Chwilę zwątpienia przeżyli we wtorek kierowcy, którzy chcieli zatankować na stacji benzynowej w South Plainfield w New Jersey. Ceny benzyny tego dnia mogły zwalić z nóg najbardziej spokojną i opanowaną osobę. Otóż za galon regularnego paliwa trzeba było zapłacić 8,99 dolarów, natomiast za premium 9,49 dolarów płatne gotówką i 9,59 dolarów, jeśli płatności dokonujemy kartą.
Jak podaje Fox News, właściciele stacji paliw podnosząc cenę paliwa do 8,99 dolarów chcieli zaprotestować przeciwko polityce cenowej, jaką wprowadziła firma macierzysta. Okazuje się bowiem, że ci, którzy mają zawartą umowę franczyzową z LukOil, nie mogą być konkurencyjni na rynku paliw. Firma „matka” wymusza na nich, aby paliwo na stacjach sygnowanych Several Lukoil kosztowało 0,20 centów więcej niż na innych stacjach paliw. – Gdy ktoś podjeżdża na stacją doradzam, aby spojrzał na cenę zanim przystąpimy do tankowania.

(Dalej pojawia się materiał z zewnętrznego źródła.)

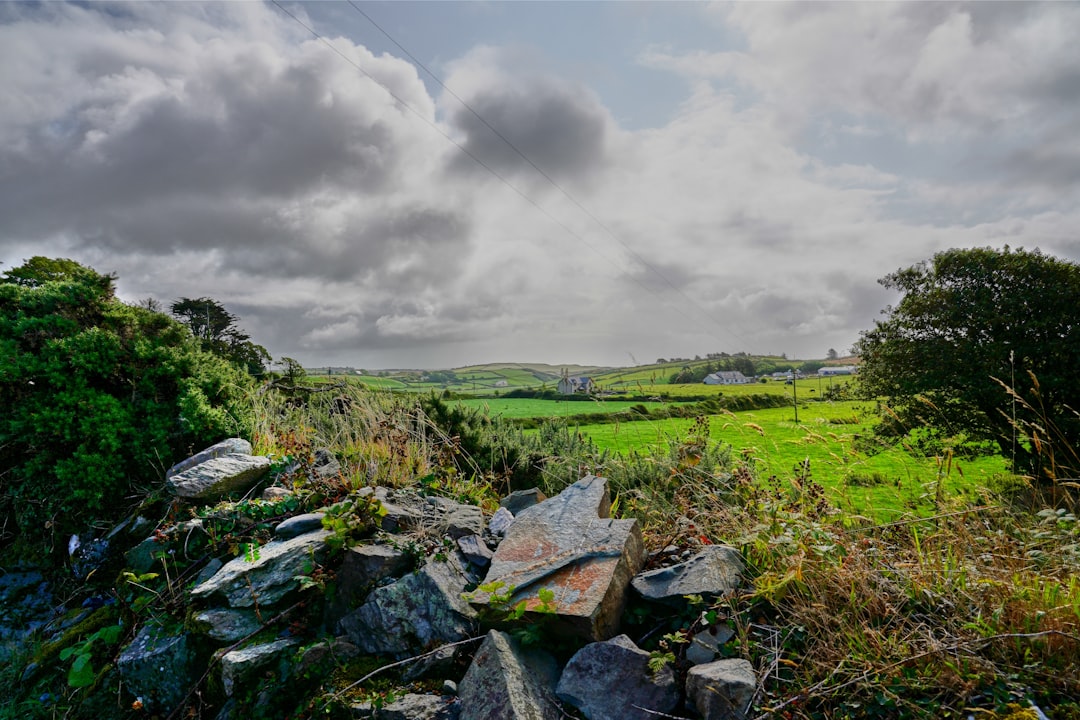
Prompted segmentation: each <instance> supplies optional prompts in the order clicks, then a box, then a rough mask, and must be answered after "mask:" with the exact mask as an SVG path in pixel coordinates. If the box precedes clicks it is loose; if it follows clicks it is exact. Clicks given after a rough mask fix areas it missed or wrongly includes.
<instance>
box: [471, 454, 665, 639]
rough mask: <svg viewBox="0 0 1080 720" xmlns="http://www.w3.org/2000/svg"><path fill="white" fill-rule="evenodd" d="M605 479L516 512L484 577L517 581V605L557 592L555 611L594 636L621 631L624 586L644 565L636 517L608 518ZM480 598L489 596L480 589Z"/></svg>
mask: <svg viewBox="0 0 1080 720" xmlns="http://www.w3.org/2000/svg"><path fill="white" fill-rule="evenodd" d="M610 507H611V502H610V499H609V497H608V490H607V480H605V479H604V478H602V477H595V476H593V475H590V476H586V477H584V478H582V479H581V480H578V481H577V483H575V484H573V485H571V486H570V487H568V488H567V489H566V490H564V491H563V492H561V493H559V494H558V495H556V497H555V498H552V499H550V500H545V501H544V502H542V503H539V504H537V505H534V506H531V507H527V508H526V510H524V511H522V512H521V514H519V515H517V516H516V517H515V518H514V521H513V524H511V526H510V528H509V529H508V530H507V534H505V536H504V538H503V540H502V542H501V543H500V544H499V547H498V549H497V551H496V553H495V557H492V558H491V565H490V568H489V569H488V572H487V576H486V578H485V579H484V584H485V585H487V584H491V583H502V584H503V586H504V587H507V588H510V587H513V588H514V592H513V594H512V598H511V600H510V602H511V604H514V603H517V602H519V601H522V600H524V601H525V603H526V608H527V609H529V610H534V609H536V608H537V607H540V606H541V604H543V601H542V600H541V599H540V596H539V593H540V590H541V589H545V590H550V592H551V593H552V594H553V596H554V606H555V616H556V617H557V620H558V621H559V624H561V625H562V626H563V627H564V628H566V629H567V630H568V631H570V633H573V634H577V635H579V636H580V637H584V638H588V639H591V640H603V639H606V638H609V637H611V636H613V635H616V634H617V631H618V627H619V617H620V615H621V614H622V610H623V607H624V604H625V593H626V587H627V586H629V584H630V581H631V579H632V578H633V576H634V574H635V573H636V572H637V571H638V570H639V569H640V568H642V563H643V561H644V545H643V542H642V532H640V529H639V527H638V525H637V520H613V519H610V518H609V517H608V514H609V512H610ZM476 601H477V602H478V603H485V602H488V601H489V598H488V597H487V596H484V595H481V596H477V599H476Z"/></svg>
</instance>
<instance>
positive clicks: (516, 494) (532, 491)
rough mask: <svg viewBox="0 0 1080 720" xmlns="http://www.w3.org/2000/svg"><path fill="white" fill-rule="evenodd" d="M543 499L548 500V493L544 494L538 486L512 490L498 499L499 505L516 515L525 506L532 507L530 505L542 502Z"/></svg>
mask: <svg viewBox="0 0 1080 720" xmlns="http://www.w3.org/2000/svg"><path fill="white" fill-rule="evenodd" d="M544 500H548V495H545V494H544V493H543V492H542V491H541V490H540V489H539V488H530V489H528V490H514V491H513V492H511V493H510V494H509V495H507V497H505V498H503V499H502V500H500V501H499V506H500V507H505V508H507V510H509V511H510V512H511V513H513V514H514V515H517V514H518V513H521V512H522V511H523V510H525V508H526V507H532V505H536V504H538V503H542V502H543V501H544Z"/></svg>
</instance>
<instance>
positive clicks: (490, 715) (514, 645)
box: [458, 630, 563, 720]
mask: <svg viewBox="0 0 1080 720" xmlns="http://www.w3.org/2000/svg"><path fill="white" fill-rule="evenodd" d="M557 673H558V670H557V668H556V665H555V660H554V658H553V657H552V656H551V655H549V654H548V653H545V652H543V651H541V650H531V651H525V650H523V649H522V648H521V646H518V644H517V642H515V641H514V640H513V639H512V638H511V637H510V636H509V635H507V634H505V633H500V631H499V630H491V631H490V633H488V634H487V637H486V638H484V643H483V644H481V647H480V649H478V650H477V651H476V654H475V655H474V656H473V662H472V664H471V665H470V666H469V669H468V670H467V671H465V677H464V678H462V679H461V682H460V683H459V684H458V696H459V697H460V698H461V716H460V717H461V720H489V719H492V718H499V720H561V719H562V718H563V712H562V710H561V709H559V707H558V703H557V701H556V698H555V693H554V685H555V679H556V677H557Z"/></svg>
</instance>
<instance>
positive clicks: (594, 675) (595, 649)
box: [556, 635, 679, 720]
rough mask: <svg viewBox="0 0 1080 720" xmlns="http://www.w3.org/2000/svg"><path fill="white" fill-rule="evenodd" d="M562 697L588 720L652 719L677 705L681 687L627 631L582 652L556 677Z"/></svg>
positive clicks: (671, 669)
mask: <svg viewBox="0 0 1080 720" xmlns="http://www.w3.org/2000/svg"><path fill="white" fill-rule="evenodd" d="M556 693H557V694H558V696H559V698H562V699H564V701H566V702H567V703H569V704H570V705H572V706H575V707H577V708H578V709H580V710H581V711H582V712H583V714H584V716H585V717H586V718H589V720H652V719H653V718H656V717H658V715H657V714H670V712H671V711H672V710H674V709H675V708H676V707H677V706H678V701H679V690H678V685H677V684H676V683H675V674H674V673H673V671H672V668H671V667H670V666H666V665H665V666H664V667H663V668H661V669H660V671H658V673H652V671H651V670H650V669H649V653H647V652H645V651H644V650H642V649H639V648H638V647H637V646H635V644H634V642H633V641H632V640H631V639H630V638H629V637H626V636H625V635H620V636H618V637H615V638H611V639H610V640H607V641H606V642H593V643H591V644H588V646H585V647H584V648H582V649H581V650H579V651H578V652H577V653H576V654H575V655H573V657H571V658H570V662H569V663H567V665H566V669H564V670H563V677H562V678H561V679H559V681H558V687H557V688H556Z"/></svg>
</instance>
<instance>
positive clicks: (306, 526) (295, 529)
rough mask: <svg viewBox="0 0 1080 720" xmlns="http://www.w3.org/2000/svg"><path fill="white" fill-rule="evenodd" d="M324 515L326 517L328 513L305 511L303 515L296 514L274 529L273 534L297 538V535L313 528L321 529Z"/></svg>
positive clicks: (284, 521) (323, 517)
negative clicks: (306, 512) (292, 516)
mask: <svg viewBox="0 0 1080 720" xmlns="http://www.w3.org/2000/svg"><path fill="white" fill-rule="evenodd" d="M324 517H326V513H305V514H302V515H294V516H293V517H291V518H288V519H286V520H282V521H281V522H280V524H278V527H276V528H274V529H273V534H274V536H275V538H280V539H282V540H288V539H289V538H296V536H297V535H302V534H305V533H307V532H311V531H312V530H321V529H322V527H323V518H324Z"/></svg>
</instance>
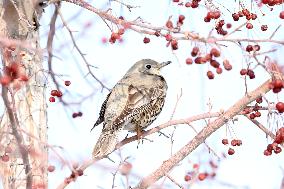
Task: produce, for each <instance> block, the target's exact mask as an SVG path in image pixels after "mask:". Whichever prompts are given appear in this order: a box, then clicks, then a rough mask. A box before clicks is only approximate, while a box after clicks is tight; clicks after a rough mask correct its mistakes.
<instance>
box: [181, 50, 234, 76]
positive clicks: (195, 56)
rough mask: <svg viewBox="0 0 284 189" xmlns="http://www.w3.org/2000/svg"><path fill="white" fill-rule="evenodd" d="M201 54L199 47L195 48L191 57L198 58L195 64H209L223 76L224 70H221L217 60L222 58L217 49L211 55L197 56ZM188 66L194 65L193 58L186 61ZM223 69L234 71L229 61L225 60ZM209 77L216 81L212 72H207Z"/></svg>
mask: <svg viewBox="0 0 284 189" xmlns="http://www.w3.org/2000/svg"><path fill="white" fill-rule="evenodd" d="M199 54H201V52H200V50H199V48H198V47H193V48H192V50H191V56H192V57H196V58H195V59H194V62H195V63H196V64H205V63H206V62H209V64H210V65H211V66H212V67H213V68H215V69H216V73H217V74H221V73H222V72H223V69H222V68H221V64H220V63H219V62H218V61H217V60H216V58H218V57H220V56H221V52H220V51H219V50H218V49H216V48H212V49H211V50H210V53H208V54H206V55H205V56H197V55H199ZM185 62H186V64H192V63H193V60H192V58H187V59H186V60H185ZM223 67H224V69H225V70H227V71H229V70H231V69H232V65H231V64H230V62H229V60H227V59H225V60H224V61H223ZM206 74H207V77H208V78H209V79H214V77H215V76H214V73H213V72H212V71H210V70H209V71H207V73H206Z"/></svg>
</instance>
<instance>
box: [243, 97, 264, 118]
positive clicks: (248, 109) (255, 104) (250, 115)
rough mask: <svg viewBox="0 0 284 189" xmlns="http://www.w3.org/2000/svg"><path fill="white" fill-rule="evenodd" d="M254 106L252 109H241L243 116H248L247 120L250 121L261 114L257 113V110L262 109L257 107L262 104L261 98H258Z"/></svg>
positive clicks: (257, 112)
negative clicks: (247, 118) (248, 119)
mask: <svg viewBox="0 0 284 189" xmlns="http://www.w3.org/2000/svg"><path fill="white" fill-rule="evenodd" d="M255 101H256V104H255V105H254V106H253V107H246V108H244V109H243V111H242V113H243V114H246V115H247V114H249V118H250V119H254V118H256V117H261V113H260V112H259V110H260V109H261V108H262V107H261V106H259V104H261V103H262V101H263V100H262V97H261V96H260V97H258V98H257V99H256V100H255Z"/></svg>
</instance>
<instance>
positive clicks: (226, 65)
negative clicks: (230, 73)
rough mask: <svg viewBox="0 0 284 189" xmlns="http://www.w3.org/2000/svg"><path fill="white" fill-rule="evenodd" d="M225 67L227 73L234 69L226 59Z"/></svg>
mask: <svg viewBox="0 0 284 189" xmlns="http://www.w3.org/2000/svg"><path fill="white" fill-rule="evenodd" d="M223 66H224V68H225V70H227V71H230V70H231V69H232V68H233V67H232V65H231V64H230V62H229V60H227V59H225V60H224V61H223Z"/></svg>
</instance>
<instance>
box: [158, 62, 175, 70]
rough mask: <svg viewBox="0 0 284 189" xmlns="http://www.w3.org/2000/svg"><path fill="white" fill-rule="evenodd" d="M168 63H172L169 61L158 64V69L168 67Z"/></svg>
mask: <svg viewBox="0 0 284 189" xmlns="http://www.w3.org/2000/svg"><path fill="white" fill-rule="evenodd" d="M170 63H172V62H171V61H167V62H162V63H160V64H159V67H158V69H159V70H160V69H161V68H162V67H165V66H167V65H169V64H170Z"/></svg>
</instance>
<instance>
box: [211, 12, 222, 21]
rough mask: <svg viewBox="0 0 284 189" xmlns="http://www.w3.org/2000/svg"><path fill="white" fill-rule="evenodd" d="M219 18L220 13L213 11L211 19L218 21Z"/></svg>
mask: <svg viewBox="0 0 284 189" xmlns="http://www.w3.org/2000/svg"><path fill="white" fill-rule="evenodd" d="M220 16H221V13H220V11H215V12H213V18H214V19H218V18H220Z"/></svg>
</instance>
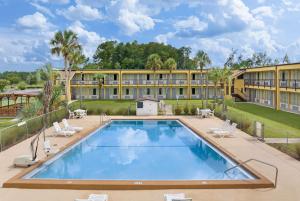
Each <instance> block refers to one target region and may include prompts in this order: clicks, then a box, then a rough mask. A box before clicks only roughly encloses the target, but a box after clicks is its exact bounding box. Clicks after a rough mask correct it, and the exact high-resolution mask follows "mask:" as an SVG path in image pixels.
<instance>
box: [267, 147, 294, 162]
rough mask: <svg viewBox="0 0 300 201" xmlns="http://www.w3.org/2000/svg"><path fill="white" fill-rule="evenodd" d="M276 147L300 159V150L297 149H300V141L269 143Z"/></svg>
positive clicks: (292, 155)
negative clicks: (270, 143) (286, 143)
mask: <svg viewBox="0 0 300 201" xmlns="http://www.w3.org/2000/svg"><path fill="white" fill-rule="evenodd" d="M268 145H270V146H272V147H274V148H276V149H278V150H279V151H281V152H283V153H286V154H288V155H290V156H291V157H293V158H295V159H298V160H300V153H299V151H297V150H298V149H300V143H297V144H286V143H282V144H281V143H280V144H278V143H276V144H268Z"/></svg>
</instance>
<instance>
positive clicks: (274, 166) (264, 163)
mask: <svg viewBox="0 0 300 201" xmlns="http://www.w3.org/2000/svg"><path fill="white" fill-rule="evenodd" d="M251 161H256V162H259V163H262V164H264V165H267V166H270V167H273V168H274V169H275V179H274V188H276V186H277V178H278V168H277V167H276V166H275V165H272V164H270V163H267V162H264V161H261V160H258V159H255V158H250V159H248V160H245V161H242V162H241V163H239V164H237V165H235V166H233V167H231V168H228V169H227V170H225V171H224V173H225V174H227V172H228V171H230V170H232V169H235V168H237V167H241V166H243V165H245V164H246V163H248V162H251Z"/></svg>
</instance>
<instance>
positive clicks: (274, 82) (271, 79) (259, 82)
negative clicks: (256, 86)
mask: <svg viewBox="0 0 300 201" xmlns="http://www.w3.org/2000/svg"><path fill="white" fill-rule="evenodd" d="M274 81H275V80H274V79H253V80H252V79H245V85H246V86H258V87H274V83H275V82H274Z"/></svg>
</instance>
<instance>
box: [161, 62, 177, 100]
mask: <svg viewBox="0 0 300 201" xmlns="http://www.w3.org/2000/svg"><path fill="white" fill-rule="evenodd" d="M163 68H164V69H167V70H169V76H168V85H169V86H172V85H170V81H171V80H172V72H173V70H176V68H177V63H176V61H175V59H173V58H168V59H167V60H166V61H165V63H164V65H163ZM171 93H172V87H170V88H169V95H170V96H171ZM168 98H169V97H168Z"/></svg>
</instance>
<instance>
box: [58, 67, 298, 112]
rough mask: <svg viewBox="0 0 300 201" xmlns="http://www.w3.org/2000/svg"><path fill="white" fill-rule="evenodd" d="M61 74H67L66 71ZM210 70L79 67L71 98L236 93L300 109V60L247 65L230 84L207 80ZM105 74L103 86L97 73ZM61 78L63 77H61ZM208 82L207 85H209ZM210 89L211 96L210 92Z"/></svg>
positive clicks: (70, 90) (200, 98)
mask: <svg viewBox="0 0 300 201" xmlns="http://www.w3.org/2000/svg"><path fill="white" fill-rule="evenodd" d="M60 72H61V77H64V76H63V75H62V74H63V71H60ZM207 72H208V70H203V71H200V70H173V71H172V72H170V71H168V70H157V71H155V72H154V71H152V70H113V69H112V70H79V71H73V72H72V75H71V80H70V88H71V90H70V91H71V94H70V95H69V96H70V98H71V99H75V100H80V99H82V100H97V99H105V100H111V99H137V98H142V97H150V98H157V99H201V96H203V97H208V98H210V99H213V98H215V97H217V98H221V97H222V95H223V92H224V91H225V95H226V96H230V95H232V96H233V97H236V98H238V99H241V100H244V101H248V102H253V103H256V104H260V105H263V106H268V107H272V108H275V109H278V110H285V111H290V112H295V113H300V63H295V64H284V65H277V66H265V67H257V68H248V69H243V70H240V71H237V72H234V74H233V80H232V83H229V85H228V86H222V87H221V85H220V84H217V90H215V85H214V83H213V82H212V81H210V80H206V78H207V76H206V74H207ZM99 73H100V74H105V78H104V82H103V85H102V86H101V88H100V93H99V84H98V80H97V79H96V78H95V75H96V74H99ZM59 79H60V78H59ZM206 86H207V87H206ZM206 93H207V96H206Z"/></svg>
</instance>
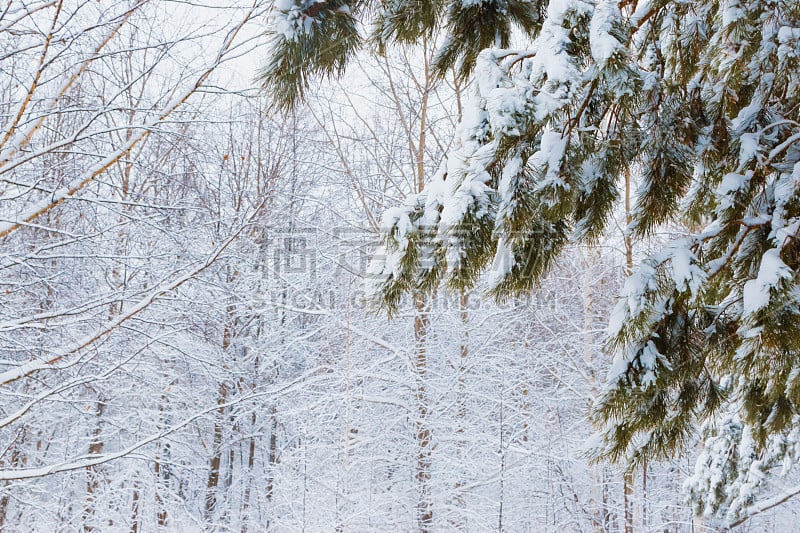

Jeśli znajdzie się taki klient, który będzie chciał zapłacić tyle za paliwo zatankujemy – mówi pracownica stacji benzynowej South Plainfield w New Jersey. Całe szczęście, że naprzeciw stacji z bardzo drogim we wtorek paliwem znajdowała się konkurencja – tam galon paliwa kosztował 3,99 dolarów. Zgodnie z obowiązującym prawem właściciele stacji nie mogą zmieniać więcej niż raz w ciągu 24 godzin ceny paliwa, dlatego we wtorek należało omijać stacje sygnowane logiem LukOil.